Dava Devam Ederken Kira Ödemesi Nasıl Yapılmalıdır?
Uygulamada en çok karşılaşılan sorunlardan biri, uyarlama davası açılmasına rağmen mahkeme kararı kesinleşmeden kiracının, kira bedelini tek taraflı olarak azaltarak ödeme yapmasıdır. Bu tür ödemeler, mahkeme tarafından onaylanmadığı sürece geçerli sayılmaz ve kiracı temerrüde düşebilir. Bu yanlış uygulama sonucuna ise kira tahliye davasının zemini oluşturacak haklı nedenler de gündeme gelebilir.
Yargıtay 6. Hukuk Dairesi, 2016/2926 E., 2016/3903 K. sayılı kararında, kiracının mahkeme kararı olmadan kira bedelini kendiliğinden azaltamayacağını, aksi hâlde temerrüt hükümlerinin uygulanacağını açıkça belirtmiştir. Dolayısıyla kira uyarlama davası açılmış olsa dahi, kiracının mahkeme kararı verilene kadar sözleşmede yer alan mevcut kira bedelini ödemeye devam etmesi gerekmektedir.

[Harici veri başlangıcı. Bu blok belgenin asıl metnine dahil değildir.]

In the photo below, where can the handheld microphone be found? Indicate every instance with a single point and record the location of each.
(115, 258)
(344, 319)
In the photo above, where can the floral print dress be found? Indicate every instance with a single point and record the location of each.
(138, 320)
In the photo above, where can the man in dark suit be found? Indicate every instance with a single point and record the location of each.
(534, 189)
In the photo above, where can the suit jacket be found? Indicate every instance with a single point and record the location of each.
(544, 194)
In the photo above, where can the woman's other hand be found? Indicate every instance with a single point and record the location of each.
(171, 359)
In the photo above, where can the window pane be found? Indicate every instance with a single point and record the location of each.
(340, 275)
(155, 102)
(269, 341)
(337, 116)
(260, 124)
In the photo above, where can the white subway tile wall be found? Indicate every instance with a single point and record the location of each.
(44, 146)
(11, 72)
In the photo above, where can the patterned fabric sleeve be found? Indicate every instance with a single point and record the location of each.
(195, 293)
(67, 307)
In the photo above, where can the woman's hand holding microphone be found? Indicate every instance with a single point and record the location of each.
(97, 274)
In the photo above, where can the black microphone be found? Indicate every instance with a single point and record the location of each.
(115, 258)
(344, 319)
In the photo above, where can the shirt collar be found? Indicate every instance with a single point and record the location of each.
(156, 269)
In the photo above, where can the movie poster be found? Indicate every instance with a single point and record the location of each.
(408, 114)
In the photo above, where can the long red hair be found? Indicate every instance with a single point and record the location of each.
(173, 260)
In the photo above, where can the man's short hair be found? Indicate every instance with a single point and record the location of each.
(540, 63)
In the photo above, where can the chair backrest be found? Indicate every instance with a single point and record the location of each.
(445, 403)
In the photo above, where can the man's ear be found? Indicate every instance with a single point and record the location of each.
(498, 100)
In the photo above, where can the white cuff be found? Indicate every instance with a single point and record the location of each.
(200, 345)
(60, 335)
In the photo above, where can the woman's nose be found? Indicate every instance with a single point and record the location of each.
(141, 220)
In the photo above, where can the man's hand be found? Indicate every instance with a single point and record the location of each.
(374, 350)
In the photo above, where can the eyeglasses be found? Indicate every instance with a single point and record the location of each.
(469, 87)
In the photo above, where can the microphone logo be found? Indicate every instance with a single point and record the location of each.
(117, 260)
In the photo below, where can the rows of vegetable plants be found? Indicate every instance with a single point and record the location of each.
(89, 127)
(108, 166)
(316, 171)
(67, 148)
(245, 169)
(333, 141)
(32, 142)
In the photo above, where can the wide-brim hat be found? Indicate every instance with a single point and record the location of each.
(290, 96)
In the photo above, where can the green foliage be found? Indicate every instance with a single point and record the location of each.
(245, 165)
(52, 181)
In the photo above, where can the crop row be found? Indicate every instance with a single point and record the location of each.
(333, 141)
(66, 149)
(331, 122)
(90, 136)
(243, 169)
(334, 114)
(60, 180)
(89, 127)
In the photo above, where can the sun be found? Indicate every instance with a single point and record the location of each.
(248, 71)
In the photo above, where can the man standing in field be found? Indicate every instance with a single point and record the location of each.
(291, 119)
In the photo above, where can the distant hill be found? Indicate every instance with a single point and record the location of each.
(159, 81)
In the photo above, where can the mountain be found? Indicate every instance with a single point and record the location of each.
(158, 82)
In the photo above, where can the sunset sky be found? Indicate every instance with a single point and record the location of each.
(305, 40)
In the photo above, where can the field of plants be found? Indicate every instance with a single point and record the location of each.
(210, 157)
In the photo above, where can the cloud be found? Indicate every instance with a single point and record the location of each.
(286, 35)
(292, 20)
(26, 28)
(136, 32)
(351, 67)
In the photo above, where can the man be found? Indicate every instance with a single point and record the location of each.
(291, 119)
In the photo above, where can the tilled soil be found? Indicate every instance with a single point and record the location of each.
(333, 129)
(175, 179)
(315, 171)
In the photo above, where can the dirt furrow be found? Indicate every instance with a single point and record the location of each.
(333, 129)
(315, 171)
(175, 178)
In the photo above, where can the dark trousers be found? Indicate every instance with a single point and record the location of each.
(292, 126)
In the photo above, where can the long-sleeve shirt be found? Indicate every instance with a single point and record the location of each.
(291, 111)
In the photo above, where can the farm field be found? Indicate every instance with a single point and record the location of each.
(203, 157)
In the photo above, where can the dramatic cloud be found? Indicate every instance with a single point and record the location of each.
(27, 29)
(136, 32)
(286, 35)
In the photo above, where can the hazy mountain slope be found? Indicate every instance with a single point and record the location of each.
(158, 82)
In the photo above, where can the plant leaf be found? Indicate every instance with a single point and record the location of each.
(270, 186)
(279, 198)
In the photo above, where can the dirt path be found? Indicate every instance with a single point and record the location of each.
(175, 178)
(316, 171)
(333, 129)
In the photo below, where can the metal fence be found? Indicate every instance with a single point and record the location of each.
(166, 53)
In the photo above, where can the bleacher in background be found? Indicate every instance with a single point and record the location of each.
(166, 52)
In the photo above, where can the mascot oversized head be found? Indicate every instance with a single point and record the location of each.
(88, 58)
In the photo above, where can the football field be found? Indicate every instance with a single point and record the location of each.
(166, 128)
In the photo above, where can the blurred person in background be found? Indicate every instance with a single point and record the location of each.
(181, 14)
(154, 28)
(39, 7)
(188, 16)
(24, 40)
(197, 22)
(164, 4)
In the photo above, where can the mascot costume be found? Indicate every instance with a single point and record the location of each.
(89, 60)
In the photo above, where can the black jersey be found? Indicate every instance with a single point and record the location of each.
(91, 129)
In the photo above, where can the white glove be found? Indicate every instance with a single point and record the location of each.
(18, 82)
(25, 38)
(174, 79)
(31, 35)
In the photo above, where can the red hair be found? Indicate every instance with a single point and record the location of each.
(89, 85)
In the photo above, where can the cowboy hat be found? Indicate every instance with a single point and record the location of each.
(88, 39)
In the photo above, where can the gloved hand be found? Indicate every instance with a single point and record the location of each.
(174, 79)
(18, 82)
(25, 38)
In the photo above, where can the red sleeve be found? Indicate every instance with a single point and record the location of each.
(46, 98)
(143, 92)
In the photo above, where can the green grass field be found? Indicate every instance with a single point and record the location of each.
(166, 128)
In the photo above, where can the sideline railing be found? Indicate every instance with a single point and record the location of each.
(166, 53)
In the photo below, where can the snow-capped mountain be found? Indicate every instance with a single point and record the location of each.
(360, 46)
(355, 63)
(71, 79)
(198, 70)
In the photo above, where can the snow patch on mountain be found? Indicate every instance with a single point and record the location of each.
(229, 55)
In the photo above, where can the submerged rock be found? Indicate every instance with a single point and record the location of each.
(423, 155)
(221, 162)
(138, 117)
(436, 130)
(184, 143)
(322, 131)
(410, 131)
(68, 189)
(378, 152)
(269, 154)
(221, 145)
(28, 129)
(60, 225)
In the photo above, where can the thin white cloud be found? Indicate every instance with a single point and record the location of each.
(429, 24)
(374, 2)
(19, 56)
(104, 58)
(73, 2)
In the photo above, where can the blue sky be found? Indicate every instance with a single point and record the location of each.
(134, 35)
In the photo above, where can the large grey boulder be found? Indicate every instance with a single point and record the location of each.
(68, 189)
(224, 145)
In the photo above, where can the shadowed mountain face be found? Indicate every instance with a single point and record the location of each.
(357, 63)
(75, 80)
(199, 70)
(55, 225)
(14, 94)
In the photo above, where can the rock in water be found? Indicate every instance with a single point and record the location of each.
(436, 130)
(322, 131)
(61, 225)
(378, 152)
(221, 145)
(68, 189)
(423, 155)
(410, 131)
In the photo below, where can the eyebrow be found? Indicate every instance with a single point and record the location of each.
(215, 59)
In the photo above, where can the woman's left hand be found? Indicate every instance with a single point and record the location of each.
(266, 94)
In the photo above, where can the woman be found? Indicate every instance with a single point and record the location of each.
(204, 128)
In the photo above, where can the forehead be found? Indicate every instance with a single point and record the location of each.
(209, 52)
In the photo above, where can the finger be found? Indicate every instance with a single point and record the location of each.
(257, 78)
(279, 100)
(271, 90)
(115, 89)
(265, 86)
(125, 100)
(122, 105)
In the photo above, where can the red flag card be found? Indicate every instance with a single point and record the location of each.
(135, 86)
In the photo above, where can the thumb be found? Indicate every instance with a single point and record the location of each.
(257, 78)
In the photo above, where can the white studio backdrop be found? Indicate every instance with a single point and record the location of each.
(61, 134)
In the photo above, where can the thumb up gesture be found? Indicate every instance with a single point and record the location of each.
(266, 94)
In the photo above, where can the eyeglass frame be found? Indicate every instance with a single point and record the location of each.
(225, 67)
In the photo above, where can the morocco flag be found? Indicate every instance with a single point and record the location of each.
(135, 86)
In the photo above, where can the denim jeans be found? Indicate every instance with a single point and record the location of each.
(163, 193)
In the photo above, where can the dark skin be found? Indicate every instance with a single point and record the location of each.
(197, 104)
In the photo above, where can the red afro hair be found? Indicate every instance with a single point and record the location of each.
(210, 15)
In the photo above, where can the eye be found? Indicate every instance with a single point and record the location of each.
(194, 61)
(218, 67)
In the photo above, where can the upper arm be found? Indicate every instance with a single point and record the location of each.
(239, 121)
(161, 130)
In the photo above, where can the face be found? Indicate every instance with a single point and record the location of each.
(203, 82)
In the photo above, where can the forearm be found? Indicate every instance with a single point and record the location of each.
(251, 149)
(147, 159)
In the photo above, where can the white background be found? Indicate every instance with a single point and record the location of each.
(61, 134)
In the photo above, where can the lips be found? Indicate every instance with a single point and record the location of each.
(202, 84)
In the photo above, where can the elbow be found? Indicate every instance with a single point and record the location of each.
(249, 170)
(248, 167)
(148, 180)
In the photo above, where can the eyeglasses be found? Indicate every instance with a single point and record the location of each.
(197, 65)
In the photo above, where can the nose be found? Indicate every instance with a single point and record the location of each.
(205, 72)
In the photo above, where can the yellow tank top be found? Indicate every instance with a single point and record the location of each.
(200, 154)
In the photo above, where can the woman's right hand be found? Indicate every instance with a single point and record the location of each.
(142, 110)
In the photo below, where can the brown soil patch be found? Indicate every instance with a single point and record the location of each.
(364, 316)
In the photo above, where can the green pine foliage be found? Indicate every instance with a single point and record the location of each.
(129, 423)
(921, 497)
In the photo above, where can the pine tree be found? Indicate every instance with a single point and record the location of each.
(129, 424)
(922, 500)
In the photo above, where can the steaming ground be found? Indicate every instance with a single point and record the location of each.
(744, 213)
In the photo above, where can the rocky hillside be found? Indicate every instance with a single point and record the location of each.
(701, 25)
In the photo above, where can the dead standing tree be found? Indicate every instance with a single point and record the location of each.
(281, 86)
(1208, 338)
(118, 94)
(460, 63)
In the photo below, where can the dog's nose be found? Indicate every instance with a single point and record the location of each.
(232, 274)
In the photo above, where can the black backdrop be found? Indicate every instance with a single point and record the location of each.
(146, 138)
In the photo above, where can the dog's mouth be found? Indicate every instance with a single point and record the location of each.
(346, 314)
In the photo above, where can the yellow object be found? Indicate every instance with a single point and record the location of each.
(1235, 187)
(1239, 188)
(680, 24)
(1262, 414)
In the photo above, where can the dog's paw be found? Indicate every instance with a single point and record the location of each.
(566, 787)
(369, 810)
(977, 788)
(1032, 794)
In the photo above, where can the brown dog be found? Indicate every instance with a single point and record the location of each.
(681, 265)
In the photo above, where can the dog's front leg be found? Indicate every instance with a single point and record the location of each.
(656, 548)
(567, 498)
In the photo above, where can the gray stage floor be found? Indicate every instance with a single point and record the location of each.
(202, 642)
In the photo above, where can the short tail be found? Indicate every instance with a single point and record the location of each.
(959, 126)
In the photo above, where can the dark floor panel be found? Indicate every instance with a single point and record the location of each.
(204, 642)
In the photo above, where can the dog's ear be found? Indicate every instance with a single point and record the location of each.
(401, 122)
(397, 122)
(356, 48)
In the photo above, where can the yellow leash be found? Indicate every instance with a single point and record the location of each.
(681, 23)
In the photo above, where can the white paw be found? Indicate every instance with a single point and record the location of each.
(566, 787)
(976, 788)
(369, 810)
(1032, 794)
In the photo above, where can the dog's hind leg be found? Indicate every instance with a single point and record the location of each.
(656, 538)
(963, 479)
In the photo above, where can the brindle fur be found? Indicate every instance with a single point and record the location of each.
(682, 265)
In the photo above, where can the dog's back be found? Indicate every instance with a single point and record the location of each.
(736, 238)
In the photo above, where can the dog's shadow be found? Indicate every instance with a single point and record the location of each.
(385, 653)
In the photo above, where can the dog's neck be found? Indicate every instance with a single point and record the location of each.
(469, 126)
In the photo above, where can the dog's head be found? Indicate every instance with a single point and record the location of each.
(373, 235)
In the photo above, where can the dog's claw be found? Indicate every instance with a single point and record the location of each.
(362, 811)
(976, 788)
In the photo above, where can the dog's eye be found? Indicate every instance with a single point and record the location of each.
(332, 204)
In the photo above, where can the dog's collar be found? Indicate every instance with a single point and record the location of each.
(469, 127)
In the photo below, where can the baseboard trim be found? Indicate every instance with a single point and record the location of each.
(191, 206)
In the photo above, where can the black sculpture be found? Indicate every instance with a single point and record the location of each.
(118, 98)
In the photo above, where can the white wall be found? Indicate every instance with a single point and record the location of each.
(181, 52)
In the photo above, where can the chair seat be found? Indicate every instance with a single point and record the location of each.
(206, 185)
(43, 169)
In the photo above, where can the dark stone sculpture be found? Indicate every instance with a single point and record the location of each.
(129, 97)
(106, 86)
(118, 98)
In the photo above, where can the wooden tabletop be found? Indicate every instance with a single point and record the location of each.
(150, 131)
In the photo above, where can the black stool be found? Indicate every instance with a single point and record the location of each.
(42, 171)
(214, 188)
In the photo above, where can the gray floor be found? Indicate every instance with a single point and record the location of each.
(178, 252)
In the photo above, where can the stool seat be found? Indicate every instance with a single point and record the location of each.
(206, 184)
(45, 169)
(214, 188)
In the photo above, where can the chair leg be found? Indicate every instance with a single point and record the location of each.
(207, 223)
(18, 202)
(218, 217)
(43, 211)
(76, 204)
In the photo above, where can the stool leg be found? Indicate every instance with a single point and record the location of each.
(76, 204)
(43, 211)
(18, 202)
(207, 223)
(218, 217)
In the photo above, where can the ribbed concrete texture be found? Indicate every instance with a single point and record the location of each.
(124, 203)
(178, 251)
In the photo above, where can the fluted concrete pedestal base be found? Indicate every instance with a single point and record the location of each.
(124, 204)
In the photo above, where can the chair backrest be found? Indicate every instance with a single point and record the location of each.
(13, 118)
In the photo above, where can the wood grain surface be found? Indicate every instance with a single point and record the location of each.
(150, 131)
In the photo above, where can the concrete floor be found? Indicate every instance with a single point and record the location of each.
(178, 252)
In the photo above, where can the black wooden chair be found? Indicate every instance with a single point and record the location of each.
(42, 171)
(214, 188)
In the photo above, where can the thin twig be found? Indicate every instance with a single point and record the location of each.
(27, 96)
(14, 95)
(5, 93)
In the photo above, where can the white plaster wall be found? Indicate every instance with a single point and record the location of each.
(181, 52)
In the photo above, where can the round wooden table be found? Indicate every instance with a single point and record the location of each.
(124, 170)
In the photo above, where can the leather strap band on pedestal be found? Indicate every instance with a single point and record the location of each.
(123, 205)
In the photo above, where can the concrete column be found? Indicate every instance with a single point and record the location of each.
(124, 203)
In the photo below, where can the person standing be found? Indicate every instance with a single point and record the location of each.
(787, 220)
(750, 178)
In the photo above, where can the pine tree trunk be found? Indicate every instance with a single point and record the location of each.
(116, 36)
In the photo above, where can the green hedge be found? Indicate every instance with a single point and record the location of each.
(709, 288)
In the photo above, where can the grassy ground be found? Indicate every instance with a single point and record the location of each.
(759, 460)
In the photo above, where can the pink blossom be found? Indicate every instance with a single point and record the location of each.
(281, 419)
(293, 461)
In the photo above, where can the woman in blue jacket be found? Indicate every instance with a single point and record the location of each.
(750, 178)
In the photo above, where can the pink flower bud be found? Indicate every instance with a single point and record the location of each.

İhtiyati Tedbir Yoluyla Geçici Kira Bedelinin Belirlenmesi
Ancak bazı istisnai durumlarda mahkeme, kira uyarlama davası henüz sonuçlanmadan, taraflardan birinin talebi ile ihtiyati tedbir yoluyla geçici kira bedeli belirleyebilir. Bu tedbir kararı ile kiracının dava süresince ödeyeceği kira bedeli mahkeme tarafından geçici olarak saptanır ve kiracı bu bedel üzerinden ödeme yaparak temerrüde düşmekten korunur.
Nitekim ihtiyati Tedbir Kararı Verilebilmesi İçin Gerekli Koşullar:
1. Davacının talepte bulunması gerekir: İhtiyati tedbir kararı, mahkemenin kendiliğinden alacağı bir önlem değildir. Kiracı veya kiraya veren tarafından talep edilebilir.
2. Geçici koruma ihtiyacı bulunmalıdır: Kira sözleşmesinin mevcut haliyle uygulanması halinde taraflardan birinin ciddi zarara uğrayacağı somut şekilde ortaya konmalıdır.
3. Delillerle desteklenmelidir: Aşırı kira artışları, gelir durumundaki ciddi düşüş, ekonomik kriz gibi unsurlar belgelerle kanıtlanmalıdır.
4. Hukuki yarar bulunmalıdır: Talep edilen ihtiyati tedbir, davanın sonucunu anlamsız kılmayacak ve taraflar arasında dengeyi koruyacak nitelikte olmalıdır.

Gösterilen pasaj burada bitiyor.